Candlestick Anatomy and What Each Candle Tells You
Every candlestick is a compressed story of the battle between buyers and sellers. Learning to read that story is the foundation of price action trading.
The Four Data Points
Every candlestick contains four pieces of information: the open, high, low, and close. From these four numbers, you can reconstruct the entire narrative of that period — where price started, how far buyers pushed it, how far sellers pushed it, and where it ultimately settled.
The Body
The body of the candle represents the range between the open and close. A bullish (green) candle closes above its open — buyers won. A bearish (red) candle closes below its open — sellers won. A large body relative to the candle range indicates strong conviction.
The Wicks
Wicks represent rejection. An upper wick shows that price attempted to go higher but was pushed back — seller rejection. A lower wick shows buyer rejection of lower prices. Long wicks at key levels are among the most reliable price action signals in forex.
Doji Candles
A doji has virtually no body — open and close at or near the same price. At extremes (after a long trend or at a key level), a doji signals indecision and potential reversal.
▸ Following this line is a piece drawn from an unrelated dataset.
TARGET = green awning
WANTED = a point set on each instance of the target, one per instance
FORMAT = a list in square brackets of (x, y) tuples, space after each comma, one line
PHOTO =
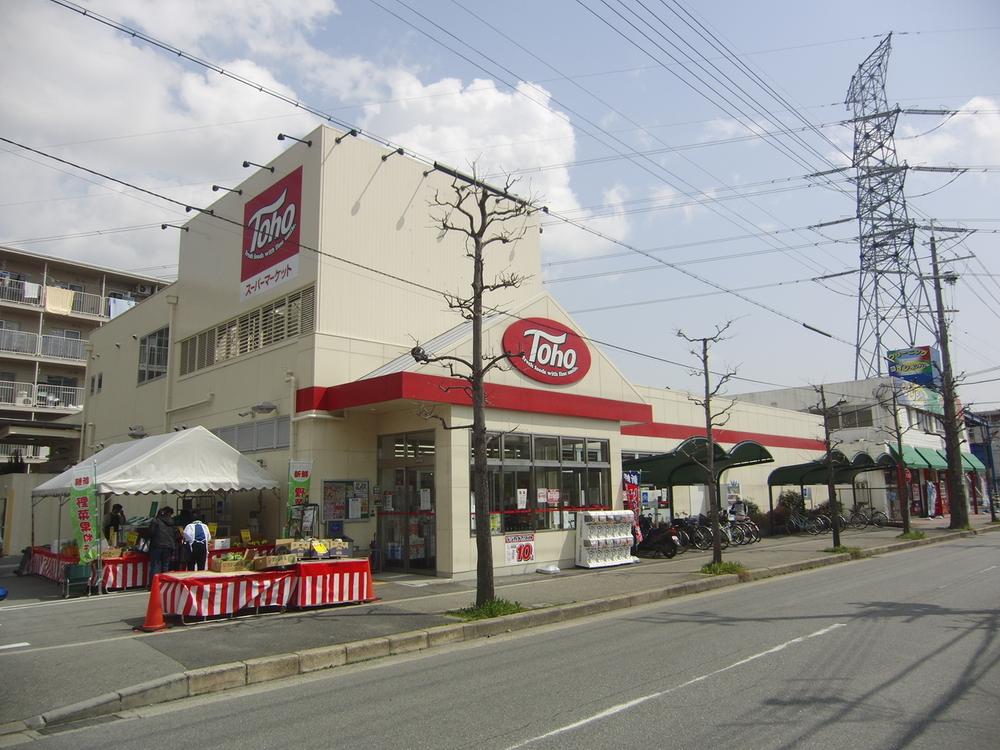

Types include: standard doji, long-legged doji, gravestone doji (long upper wick — bearish at resistance), and dragonfly doji (long lower wick — bullish at support).
Marubozu Candles
A marubozu has no wicks — the open is the low (bullish) or high (bearish) and the close is the opposite extreme. One side dominated the entire period. Bullish marubozu in a trend confirms strong impulse buying.
Context Is Everything
A candlestick in isolation is meaningless. Its meaning comes from its location — at support or resistance, after a trend, at a Fibonacci level. The same pin bar is bullish at support and irrelevant mid-range. Always ask where before asking what.
Every candlestick is a battle report. Read who won, by how much, and where the battle happened.